Hohe Ansprüche an Fluchttürsteuerung

Aufgrund der Komplexität und Sensibilität der sicherheitstechnischen Einrichtungen sowie deren Vernetzung mit dem Topsis-Leitsystem werden an die Bedienung des Gefahrenmeldesystems hohe fachliche Anforderungen gestellt, insbesondere wenn es darum geht, Risiken abzuwägen und Strategien umzusetzen, beispielsweise die Fluchttürsteuerung für Angeklagte oder Häftlinge im Brandfall. Bei den Sicherheitstechnik-Fachplanern gilt die Tür- und Fluchttürsteuerung unter Einbeziehung von Brandschutzanlagen, Videoüberwachung sowie Einbruch- und Überfallmeldeanlagen als die wohl anspruchsvollste Planungsdisziplin.

Insgesamt sind die Subsysteme tief in das Gefahrenmanagementsystem Topsis integriert, denn nur so lassen sich die komplexen Überwachungs-/Verriegelungs- und Fluchtwege-Freigabe-Prozedere konform mit den verwaltungsrechtlichen Vorschriften sicher umsetzen.
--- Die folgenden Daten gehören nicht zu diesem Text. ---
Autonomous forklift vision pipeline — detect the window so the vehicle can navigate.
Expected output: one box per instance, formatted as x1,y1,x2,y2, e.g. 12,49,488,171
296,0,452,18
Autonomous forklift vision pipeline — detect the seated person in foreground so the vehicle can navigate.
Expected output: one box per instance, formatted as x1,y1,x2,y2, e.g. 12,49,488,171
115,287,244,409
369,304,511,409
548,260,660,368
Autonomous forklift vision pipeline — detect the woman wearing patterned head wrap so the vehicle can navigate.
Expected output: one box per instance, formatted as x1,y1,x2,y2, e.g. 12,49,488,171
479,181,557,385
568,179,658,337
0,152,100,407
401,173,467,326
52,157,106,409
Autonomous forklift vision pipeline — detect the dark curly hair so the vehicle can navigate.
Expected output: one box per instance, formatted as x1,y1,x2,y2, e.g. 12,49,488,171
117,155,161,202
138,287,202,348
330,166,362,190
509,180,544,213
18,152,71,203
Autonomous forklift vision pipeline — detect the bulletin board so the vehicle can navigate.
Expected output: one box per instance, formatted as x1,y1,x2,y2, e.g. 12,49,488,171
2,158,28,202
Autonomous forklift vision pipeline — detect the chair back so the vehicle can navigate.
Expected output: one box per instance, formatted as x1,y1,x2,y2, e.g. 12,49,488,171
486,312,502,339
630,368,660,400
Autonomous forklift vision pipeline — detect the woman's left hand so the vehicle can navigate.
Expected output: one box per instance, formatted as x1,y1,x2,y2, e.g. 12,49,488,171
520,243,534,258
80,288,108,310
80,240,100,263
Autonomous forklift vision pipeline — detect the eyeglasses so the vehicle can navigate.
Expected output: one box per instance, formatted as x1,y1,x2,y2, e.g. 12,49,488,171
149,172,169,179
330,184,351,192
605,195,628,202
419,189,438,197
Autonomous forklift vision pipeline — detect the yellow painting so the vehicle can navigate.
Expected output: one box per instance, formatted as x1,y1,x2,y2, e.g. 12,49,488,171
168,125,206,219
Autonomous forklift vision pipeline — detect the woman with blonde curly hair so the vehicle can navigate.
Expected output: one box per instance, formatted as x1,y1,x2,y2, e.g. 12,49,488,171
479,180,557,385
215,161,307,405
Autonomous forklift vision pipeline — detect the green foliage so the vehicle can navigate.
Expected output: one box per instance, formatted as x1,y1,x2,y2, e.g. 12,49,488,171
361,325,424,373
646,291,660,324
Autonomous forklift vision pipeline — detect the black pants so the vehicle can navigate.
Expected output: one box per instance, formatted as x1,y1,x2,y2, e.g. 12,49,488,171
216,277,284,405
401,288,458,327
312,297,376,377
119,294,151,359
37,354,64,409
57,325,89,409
Insgesamt werden über das Topsis-System rund 3.500 Informationspunkte überwacht, davon etwa die Hälfte „automatisiert“, das heißt, das Topsis-System entscheidet selbsttätig, welche Schaltverknüpfungen auf bestimmte Ereignisse erfolgen müssen.

Eine große Herausforderung für den Generalplaner sowie die Anbieter der Fluchttürsteuerung und Sicherheitstechnik war der mechanische Teil der Türen (Zargen, Türblatt, elektrischer/elektronischer Anschluss), also die Erfüllung bestimmter Einbruch-Widerstandsklassen in Abhängigkeit der Gefahrensituation des jeweiligen Raumes oder Flures.

Sogar für den TÜV war die Überprüfung der im Pflichtenheft von Siganet beschriebenen Funktionalitäten der Fluchttürsteuerung anfänglich eine ungewohnt komplexe Aufgabe, jedoch anhand der vom Planer erstellten Matrix über die peripheren Verknüpfungen zu den zahlreichen Subsystemen widerspruchslos nachvollziehbar. Letztendlich entsprechen die Sicherheitsanforderungen im Justizzentrum ähnlich hohen Ansprüchen denen eines Kernkraftwerks.